Will FAA modernization bypass airports?

Streamlining the handling of air traffic without expanding airport facilities could lead to a backup of planes in the air and on the ground waiting for runway space.

So say a growing number of those otherwise in favor of a modernization plan being put forward by the Federal Aviation Administration (FAA). The plan ignores airport development, they say, and would divert funds from badly needed expansion and improvement of airports.

''The lack of attention to the need for more airport capacity is the weakest point in the plan,'' says Air Line Pilots Association spokesman John Mazor.

''It's the availability of concrete (runways) that really limits growth -- planes have to land somewhere,'' agrees Larry Jenney, who has been reviewing the FAA plan for the congressional Office of Technology Assessment.

Even FAA administrator J. Lynn Helms concurs that the lack of runway capability is the strongest limit on future aviation growth. But he talks of such options as setting quotas on and controlling the flow of plane traffic into airports.

By far the loudest critic of the FAA plan is the Airport Operators Council International, an organization representing most of the cities and other governing bodies that own and manage US airports.

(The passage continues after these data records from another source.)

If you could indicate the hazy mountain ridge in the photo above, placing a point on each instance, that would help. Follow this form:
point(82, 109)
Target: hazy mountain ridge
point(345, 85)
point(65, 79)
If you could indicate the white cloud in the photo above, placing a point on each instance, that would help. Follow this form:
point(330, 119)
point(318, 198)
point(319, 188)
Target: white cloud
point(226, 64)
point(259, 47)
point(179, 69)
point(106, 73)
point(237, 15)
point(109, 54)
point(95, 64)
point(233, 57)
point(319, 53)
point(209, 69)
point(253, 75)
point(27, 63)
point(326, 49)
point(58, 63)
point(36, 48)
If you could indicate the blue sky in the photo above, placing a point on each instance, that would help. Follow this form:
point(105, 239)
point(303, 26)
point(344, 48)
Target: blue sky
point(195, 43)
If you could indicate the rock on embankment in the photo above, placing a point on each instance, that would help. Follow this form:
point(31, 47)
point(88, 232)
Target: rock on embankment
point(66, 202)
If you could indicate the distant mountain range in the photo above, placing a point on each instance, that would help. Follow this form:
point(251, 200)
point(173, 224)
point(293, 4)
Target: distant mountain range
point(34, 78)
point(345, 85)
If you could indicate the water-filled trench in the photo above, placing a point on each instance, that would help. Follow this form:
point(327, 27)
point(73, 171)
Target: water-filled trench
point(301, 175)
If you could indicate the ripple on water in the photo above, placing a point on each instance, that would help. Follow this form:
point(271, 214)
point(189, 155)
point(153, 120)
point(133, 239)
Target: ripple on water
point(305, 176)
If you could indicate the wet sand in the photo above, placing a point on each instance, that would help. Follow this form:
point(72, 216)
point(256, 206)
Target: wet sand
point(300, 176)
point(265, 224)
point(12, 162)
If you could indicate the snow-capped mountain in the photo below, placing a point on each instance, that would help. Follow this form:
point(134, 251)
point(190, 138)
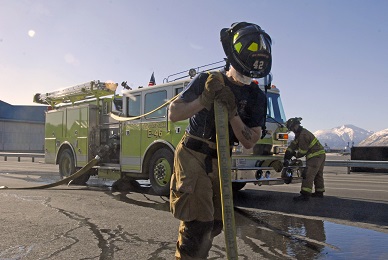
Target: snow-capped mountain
point(379, 138)
point(342, 136)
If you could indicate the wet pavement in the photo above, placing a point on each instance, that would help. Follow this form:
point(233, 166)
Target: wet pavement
point(283, 236)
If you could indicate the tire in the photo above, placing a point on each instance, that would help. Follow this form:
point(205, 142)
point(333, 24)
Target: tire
point(236, 186)
point(160, 171)
point(67, 168)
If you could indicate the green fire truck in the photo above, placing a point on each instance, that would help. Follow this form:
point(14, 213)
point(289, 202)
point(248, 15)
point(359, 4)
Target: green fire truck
point(135, 139)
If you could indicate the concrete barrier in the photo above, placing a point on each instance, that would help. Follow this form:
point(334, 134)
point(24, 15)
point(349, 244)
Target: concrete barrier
point(369, 153)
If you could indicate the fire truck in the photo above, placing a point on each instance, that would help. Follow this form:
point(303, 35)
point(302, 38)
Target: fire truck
point(133, 136)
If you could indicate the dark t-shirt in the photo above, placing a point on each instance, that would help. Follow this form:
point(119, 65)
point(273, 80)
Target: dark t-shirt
point(251, 107)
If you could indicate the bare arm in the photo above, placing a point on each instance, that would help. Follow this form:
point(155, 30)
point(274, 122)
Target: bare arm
point(180, 110)
point(247, 136)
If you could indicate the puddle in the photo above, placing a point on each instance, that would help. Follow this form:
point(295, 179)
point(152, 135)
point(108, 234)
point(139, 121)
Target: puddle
point(277, 236)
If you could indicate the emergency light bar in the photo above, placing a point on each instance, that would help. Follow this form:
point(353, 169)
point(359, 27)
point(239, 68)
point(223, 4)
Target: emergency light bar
point(91, 89)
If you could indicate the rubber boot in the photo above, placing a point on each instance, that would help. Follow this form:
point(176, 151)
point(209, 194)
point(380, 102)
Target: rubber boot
point(302, 197)
point(317, 194)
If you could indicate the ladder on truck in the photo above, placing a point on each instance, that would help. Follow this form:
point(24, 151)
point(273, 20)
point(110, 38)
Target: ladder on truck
point(91, 89)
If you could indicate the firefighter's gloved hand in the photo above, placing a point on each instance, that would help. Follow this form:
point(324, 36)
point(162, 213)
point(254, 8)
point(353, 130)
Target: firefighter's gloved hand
point(286, 163)
point(226, 96)
point(214, 83)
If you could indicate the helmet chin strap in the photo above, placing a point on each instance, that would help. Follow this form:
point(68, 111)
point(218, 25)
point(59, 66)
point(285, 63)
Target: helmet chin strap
point(237, 76)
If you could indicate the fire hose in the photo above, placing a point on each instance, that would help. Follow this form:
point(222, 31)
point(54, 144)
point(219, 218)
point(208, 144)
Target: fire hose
point(224, 170)
point(66, 180)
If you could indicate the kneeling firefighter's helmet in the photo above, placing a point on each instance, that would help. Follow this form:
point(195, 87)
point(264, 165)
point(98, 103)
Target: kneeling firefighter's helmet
point(248, 49)
point(292, 122)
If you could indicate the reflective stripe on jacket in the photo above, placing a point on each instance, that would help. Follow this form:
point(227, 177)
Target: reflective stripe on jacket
point(305, 144)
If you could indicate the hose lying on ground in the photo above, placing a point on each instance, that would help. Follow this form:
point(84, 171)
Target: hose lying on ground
point(66, 180)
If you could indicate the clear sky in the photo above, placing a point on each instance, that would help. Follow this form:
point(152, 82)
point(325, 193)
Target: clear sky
point(330, 58)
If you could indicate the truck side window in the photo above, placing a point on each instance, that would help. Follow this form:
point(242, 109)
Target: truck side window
point(134, 105)
point(154, 100)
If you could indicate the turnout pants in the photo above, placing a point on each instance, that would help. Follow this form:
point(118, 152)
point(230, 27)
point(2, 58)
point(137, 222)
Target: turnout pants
point(313, 175)
point(196, 201)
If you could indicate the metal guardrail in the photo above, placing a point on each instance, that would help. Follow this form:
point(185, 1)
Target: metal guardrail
point(20, 155)
point(357, 163)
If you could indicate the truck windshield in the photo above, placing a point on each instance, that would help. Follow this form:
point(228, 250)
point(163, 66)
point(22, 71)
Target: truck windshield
point(275, 108)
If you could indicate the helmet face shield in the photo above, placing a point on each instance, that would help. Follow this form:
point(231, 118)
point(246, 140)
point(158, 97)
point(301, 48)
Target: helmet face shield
point(292, 122)
point(248, 49)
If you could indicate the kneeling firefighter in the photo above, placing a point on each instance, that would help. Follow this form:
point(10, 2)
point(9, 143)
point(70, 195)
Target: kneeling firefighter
point(195, 186)
point(306, 144)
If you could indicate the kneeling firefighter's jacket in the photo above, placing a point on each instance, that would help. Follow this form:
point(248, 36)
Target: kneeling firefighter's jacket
point(304, 144)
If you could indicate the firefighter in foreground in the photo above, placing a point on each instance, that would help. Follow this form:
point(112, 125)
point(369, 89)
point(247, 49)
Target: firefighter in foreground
point(306, 144)
point(195, 189)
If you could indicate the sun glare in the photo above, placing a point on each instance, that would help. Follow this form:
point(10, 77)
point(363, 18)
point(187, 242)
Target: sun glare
point(31, 33)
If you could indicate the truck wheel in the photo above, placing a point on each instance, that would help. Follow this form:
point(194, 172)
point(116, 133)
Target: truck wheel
point(67, 167)
point(236, 186)
point(160, 171)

Traditional sources of funding for airports have become less reliable in recent years. The Airport and Airway Trust Fund, fed by passenger, fuel, and cargo ticket taxes, was originally set up to support airport development. But Congress hit a stalemate two years ago on the future direction and scope of airport development funds. Most of the aviation tax increase the Reagan administration now proposes would support the FAA modernization plan, not airport improvement. Airports in fiscal 1983 would receive only $450 million, or about two-thirds of their traditional allotment.

The Reagan administration has also talked of dropping about 70 of the largest airports from the trust fund altogether on the theory these large operations are able to generate their own revenue more easily. The airport operators group endorses that proposal on the grounds that the trust fund is no longer big enough to support all the airports. But it also wants Congress to lift the current prohibition against setting a local tax on airline tickets.

The airline industry, however, is vehemently opposed to the idea of allowing local ticket taxes.

''That's where the carriers and the operators part company,'' says Air Transport Association spokesman William Osmun. He says the airline industry favors keeping all airports in the federal funding system and increasing support.